Die Gene der Mutter aller höheren Tiere: Forscher publizieren Genom von Trichoplax adhaerens

22.08.2008 - Deutschland

Wissenschaftler der Stiftung Tierärztliche Hochschule Hannover (TiHo), der Yale University und des Joint Genome Institute in den USA haben das Genom des Vielzellers Trichoplax adhaerens entschlüsselt. Trichplax spielt in der Evolutionsforschung eine wichtige Rolle, die Tiere haben die primitivste Struktur unter den Vielzellern und gelten als Ursprungsorganismen aller Tiere.

Das Genom von Trichoplax adhaerens ist mit nur 97 Millionen Basenpaaren das kleinste, nicht nachträglich vereinfachte, Genom, das bei Vielzelligen Tieren bekannt ist. Es weist zahlreiche Überraschungen auf: Obwohl Trichoplax weder Sinnes- noch Nervenzellen oder sogar Augen, besitzt, finden sich im Genom ein ganzes Dutzend Opsingene.
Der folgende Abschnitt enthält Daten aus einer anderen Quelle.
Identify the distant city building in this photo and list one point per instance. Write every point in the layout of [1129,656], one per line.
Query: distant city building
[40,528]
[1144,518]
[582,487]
Vorhanden sind auch eine Vielzahl von sogenannten Achsen- und Symmetrie-Genen, die bei höheren Tieren die Kopf-Schwanz- und Bauch-Rücken-Achse festlegen. Das ist bemerkenswert, da Trichoplax weder Symmetrien noch Körperachsen besitzt. Eine Gruppe von Genen, die sogenannten Antennapedia-Gene, die bei höheren Tieren die Körpergrundgestalt und die Hauptkörperachse festlegen, konnten ebenfalls im Trichoplax-Genom nachgewiesen werden. „Es wird vermutet, dass eine strukturierte Anordnung der Gene einer Strukturierung des Körpers vorausgegangen ist“, berichtet Prof. Dr. Bernd Schierwater, Initiator des Genom-Projekts und Leiter des Instituts für Tierökologie und Zellbiologie der TiHo.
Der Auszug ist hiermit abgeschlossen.